You've run into the issue of safely updating files that are read over NFS, even though you weren't reading the file at the time you saved it.
In theory, every time an NFS client needs to turn a name into an NFS filehandle it should go off and ask the server. In practice, for efficiency NFS clients generally cache this name to filehandle mapping information for some amount of time (how long varies a lot). Usually no one notices, but you got unlucky; when you tried to run the script, the second machine had cached the filehandle for the old version of the file, which no longer exists, and when it tried to read the file the NFS server told it 'go away, that's a stale NFS filehandle'.
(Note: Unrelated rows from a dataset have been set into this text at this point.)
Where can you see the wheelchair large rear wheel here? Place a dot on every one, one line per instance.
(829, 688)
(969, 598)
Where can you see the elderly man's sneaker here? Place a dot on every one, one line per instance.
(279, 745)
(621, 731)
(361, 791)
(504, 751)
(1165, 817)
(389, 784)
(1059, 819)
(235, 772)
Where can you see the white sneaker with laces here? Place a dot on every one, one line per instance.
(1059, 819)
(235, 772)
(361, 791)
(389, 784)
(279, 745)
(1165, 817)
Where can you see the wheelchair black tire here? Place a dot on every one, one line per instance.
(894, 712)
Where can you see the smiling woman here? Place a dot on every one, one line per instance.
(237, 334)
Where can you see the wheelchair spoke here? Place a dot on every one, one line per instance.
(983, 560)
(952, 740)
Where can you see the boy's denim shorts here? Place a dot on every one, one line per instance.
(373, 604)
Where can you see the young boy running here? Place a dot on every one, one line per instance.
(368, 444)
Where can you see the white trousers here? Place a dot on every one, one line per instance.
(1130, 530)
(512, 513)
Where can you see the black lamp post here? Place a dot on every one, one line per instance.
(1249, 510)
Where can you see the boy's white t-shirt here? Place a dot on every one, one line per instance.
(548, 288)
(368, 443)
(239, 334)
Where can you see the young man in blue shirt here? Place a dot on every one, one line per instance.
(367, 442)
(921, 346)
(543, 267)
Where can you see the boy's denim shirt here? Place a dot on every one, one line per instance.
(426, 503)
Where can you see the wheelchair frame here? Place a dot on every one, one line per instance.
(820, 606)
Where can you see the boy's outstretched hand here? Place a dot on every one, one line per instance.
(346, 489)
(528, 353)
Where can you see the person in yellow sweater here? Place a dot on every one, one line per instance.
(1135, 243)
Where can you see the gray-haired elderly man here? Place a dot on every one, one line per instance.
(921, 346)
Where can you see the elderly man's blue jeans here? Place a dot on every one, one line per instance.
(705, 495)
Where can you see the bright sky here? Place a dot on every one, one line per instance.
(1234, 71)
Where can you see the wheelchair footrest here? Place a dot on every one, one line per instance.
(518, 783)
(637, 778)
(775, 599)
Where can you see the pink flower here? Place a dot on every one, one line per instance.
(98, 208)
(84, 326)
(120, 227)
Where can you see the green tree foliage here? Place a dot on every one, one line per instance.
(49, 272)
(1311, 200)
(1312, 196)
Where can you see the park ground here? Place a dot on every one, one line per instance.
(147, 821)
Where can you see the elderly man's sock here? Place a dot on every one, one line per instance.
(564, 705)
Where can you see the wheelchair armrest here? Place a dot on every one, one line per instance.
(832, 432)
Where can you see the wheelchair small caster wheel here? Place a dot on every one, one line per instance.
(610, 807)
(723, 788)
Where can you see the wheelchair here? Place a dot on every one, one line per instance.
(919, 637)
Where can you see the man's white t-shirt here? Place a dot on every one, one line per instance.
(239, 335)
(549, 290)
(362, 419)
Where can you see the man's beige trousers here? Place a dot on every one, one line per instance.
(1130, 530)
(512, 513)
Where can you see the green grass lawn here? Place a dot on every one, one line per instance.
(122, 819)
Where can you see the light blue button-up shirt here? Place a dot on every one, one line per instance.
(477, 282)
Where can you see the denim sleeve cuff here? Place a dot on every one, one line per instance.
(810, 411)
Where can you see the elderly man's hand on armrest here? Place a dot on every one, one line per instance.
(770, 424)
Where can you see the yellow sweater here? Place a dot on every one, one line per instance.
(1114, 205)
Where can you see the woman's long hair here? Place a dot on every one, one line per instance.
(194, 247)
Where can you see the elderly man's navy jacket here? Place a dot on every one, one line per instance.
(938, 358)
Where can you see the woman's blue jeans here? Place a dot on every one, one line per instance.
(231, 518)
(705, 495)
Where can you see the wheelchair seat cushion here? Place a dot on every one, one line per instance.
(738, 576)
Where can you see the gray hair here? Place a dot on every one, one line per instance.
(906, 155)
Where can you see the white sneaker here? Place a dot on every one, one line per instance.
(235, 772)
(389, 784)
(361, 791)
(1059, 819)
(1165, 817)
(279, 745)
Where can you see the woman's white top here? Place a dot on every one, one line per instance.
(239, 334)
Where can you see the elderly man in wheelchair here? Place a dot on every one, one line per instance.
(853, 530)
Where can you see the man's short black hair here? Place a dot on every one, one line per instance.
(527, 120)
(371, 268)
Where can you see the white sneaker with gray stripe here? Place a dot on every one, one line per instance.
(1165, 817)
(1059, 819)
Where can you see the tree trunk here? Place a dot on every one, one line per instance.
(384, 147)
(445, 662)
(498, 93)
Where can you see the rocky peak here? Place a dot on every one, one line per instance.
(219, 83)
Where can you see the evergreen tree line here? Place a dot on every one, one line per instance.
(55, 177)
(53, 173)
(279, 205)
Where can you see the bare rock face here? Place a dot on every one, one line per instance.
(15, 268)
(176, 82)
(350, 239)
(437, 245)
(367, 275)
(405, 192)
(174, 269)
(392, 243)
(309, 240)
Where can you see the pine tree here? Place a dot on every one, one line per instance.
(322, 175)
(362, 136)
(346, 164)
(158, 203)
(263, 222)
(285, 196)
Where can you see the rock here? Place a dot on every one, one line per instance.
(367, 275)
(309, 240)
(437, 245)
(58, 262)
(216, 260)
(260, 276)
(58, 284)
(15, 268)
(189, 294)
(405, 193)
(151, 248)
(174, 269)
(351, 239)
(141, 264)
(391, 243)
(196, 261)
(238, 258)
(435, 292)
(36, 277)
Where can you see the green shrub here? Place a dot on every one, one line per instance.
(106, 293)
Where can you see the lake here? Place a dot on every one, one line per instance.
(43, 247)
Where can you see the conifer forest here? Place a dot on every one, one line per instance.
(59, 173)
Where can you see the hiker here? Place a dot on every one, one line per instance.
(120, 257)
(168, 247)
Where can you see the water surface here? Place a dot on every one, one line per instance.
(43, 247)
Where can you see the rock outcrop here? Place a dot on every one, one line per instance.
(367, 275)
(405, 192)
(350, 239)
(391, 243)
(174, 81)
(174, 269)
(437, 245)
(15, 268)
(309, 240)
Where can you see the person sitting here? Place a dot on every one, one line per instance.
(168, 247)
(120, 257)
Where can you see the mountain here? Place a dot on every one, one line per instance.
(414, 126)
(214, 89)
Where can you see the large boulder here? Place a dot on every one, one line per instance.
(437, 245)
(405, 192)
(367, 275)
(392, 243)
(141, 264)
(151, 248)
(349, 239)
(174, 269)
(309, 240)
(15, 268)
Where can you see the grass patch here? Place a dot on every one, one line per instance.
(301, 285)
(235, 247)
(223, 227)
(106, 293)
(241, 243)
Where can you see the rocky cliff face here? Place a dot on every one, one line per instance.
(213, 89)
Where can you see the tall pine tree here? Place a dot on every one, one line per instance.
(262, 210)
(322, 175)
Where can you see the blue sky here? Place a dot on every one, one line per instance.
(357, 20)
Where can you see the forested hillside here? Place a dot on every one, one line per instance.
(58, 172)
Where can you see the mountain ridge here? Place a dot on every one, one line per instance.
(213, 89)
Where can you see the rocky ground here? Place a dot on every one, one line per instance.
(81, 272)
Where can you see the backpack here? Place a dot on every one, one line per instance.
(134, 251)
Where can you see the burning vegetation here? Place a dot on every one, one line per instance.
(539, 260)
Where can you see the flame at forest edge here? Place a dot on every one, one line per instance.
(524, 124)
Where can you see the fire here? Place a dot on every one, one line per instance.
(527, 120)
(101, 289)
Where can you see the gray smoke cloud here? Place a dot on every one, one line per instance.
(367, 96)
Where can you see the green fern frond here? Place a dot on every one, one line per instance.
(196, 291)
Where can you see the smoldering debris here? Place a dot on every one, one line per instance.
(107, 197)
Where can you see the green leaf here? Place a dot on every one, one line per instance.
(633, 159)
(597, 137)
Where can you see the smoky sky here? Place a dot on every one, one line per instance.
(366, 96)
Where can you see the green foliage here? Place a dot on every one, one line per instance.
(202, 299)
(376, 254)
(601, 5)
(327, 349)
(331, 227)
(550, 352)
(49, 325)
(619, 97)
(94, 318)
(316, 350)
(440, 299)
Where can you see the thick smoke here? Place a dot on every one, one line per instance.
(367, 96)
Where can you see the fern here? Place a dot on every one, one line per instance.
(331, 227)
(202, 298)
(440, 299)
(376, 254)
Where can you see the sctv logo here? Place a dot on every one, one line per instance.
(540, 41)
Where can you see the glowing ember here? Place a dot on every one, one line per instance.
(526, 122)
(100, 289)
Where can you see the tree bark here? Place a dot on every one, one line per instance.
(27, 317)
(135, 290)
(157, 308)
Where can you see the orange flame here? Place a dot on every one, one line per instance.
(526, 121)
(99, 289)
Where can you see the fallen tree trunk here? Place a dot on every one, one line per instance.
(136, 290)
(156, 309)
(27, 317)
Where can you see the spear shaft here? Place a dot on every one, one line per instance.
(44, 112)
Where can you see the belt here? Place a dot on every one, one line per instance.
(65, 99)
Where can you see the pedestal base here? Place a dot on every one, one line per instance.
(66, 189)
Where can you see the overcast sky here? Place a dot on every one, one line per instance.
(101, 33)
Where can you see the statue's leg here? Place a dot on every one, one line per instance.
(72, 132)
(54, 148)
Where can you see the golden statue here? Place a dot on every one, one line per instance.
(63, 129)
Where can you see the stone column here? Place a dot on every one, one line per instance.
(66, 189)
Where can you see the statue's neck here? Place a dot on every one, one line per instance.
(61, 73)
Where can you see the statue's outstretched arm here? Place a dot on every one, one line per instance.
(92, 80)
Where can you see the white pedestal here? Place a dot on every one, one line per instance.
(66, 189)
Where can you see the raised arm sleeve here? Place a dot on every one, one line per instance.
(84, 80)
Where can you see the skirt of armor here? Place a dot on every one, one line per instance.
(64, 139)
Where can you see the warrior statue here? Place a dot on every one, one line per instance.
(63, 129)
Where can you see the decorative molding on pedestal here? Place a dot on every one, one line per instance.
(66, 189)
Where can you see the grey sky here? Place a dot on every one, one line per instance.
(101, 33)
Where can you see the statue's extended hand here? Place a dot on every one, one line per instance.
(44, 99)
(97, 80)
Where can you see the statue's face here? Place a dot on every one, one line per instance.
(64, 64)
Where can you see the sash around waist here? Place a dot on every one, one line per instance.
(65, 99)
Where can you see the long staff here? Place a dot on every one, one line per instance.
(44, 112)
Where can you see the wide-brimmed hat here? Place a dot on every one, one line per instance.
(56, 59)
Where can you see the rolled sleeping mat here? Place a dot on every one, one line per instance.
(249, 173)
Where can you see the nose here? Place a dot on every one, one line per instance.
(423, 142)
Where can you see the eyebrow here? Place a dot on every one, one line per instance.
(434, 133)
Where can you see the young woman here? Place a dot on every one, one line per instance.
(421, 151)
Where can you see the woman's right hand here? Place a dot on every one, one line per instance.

Running scripts isn't the only thing that can get stale filehandle
errors because of cached mappings, it's just one of the more obvious
ones because you actually get error messages. I believe that test is
another case (although I haven't yet demonstrated this in a controlled
test):
if [ test -f /some/nfs/file ]; then ... fi
I believe that this will silently fail if the client's cache is out of
date, as the client kernel winds up doing a GETATTR on a now-invalid
NFS filehandle (because test will stat() the file to see if it's a
regular file or not).
2009-07-11
What can go wrong in making NFS mounts
Now that we know what goes on in NFS mounts, we can see that there are any number of moving parts that can go wrong:
- the RPC portmapper refuses to talk to you (possibly because a firewall gets in the way, possibly because it has been set up with tcpwrappers based restrictions).
- the NFS mount daemon refuses to talk to you, possibly because it
usually insists that clients use a reserved port, or there could be another firewall
problem since it uses a different port than the portmapper.
- the NFS mount daemon thinks that you don't have sufficient permissions,
so it refuses to give you an NFS filehandle.
- the kernel NFS server refuses to talk to you, possibly because of
yet another firewall issue.
- the NFS filehandle you get back is broken.
- the kernel NFS server refuses to accept the filehandle that the NFS
mount daemon gave you. This is especially fun, because sometimes
mountwill claim that the filesystem was successfully mounted but any attempt to do anything to it will fail or hang.
Most versions of mount will at least give you different error messages
in the various sorts of cases, generally of increasing peculiarity and
opaqueness as you move down this list.
(Thus, I have seen mount report 'invalid superblock' on NFS mount
attempts.)
2009-07-06
How you could do a shared root directory with NFS
In a previous entry I made an offhand
comment that diskless clients still needed a separate / filesystem
for each client. This is true for how diskless clients were generally
implemented, but technically not true in general; it's possible to build
a diskless client environment with even a shared root directory.
The truth is that most of the contents of / are common between all
machines; there is just not that much system-specific information in
the root filesystem, especially if your diskless machines were generic
(which they usually were). So all you need for a shared root is to
put all of that system-specific information in a separate filesystem
(well, a separate directory hierarchy) and then arrange to mount that
filesystem in a fixed place very early on in the boot process.
(Then you make all of the system-specific files in / be symlinks
that point into the fixed mountpoint for the system-specific directory.)
How do the generic boot scripts in the generic / know which system's
directory to mount? Clearly you need a piece of system-specific
information to know what system you are, but fortunately diskless
machines already have one, namely their IP address, which they know by
the time they can NFS-mount the root filesystem.
I doubt that this is a novel idea, so why didn't any Unix vendor do
this back in the days when diskless systems were big? I don't know for
sure, but I suspect that it was a combination of there being a number
of painful practical issues that would have to be solved, plus there's
probably not all that much disk space to be saved. Using separate /
filesystems for each diskless client was simpler enough to win.
(You could also get most of the savings with hardlinks and cleverness, although I don't know if any Unix vendor officially supported that.)